Mniejszość niemiecka w Gdańsku chce, aby Instytut Pamięci Narodowej wznowił śledztwo w sprawie fabryki mydła. Miało być ono produkowane z ciał więźniów obozu w Stutthof. Według Polaków, fabryką, która znajdowała się na terenie Akademii Medycznej w Gdańsku kierował Niemiec Rudolf Spaner.

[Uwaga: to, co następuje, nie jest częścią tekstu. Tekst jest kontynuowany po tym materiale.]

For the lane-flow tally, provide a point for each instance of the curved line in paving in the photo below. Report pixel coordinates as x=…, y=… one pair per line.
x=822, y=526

Mniejszość niemiecka uważa, że w sprawie wciąż jest zbyt dużo wątpliwości. Według nich, nie ma także wystarczających dowodów na istnienie fabryki produkującej mydło z ludzkich ciał. Śledztwo w tej sprawie prowadzone było w 1945 roku pod nadzorem Zofii Nałkowskiej. Opis wydarzeń można przeczytać w jej zbiorze opowiadań „Medaliony”. Wiceszef Związku Mniejszości Niemieckiej w Gdańsku ma jednak, co do wyników śledztwa wątpliwości: „Pani Nałkowska, w tej branży nie była fachowcem. Przeprowadziła swe dochodzenie błyskawicznie. Ono trwało zaledwie kilka dni”. Wiceszefa związku nie przekonują także opublikowane niedawno wspomnienia Wincentego Nadkańskiego, który tuż po wojnie został administratorem Akademii Medycznej w Gdańsku. Miał on widzieć ciała więźniów ze Stutthofu i szarą masę, która miała być mydłem. Po ponad 50 latach, nie wykluczone, że sprawą ponownie zajmą się prokuratorzy. Odpowiedź IPN-u na prośbę gdańskich Niemców poznamy w najbliższych dniach.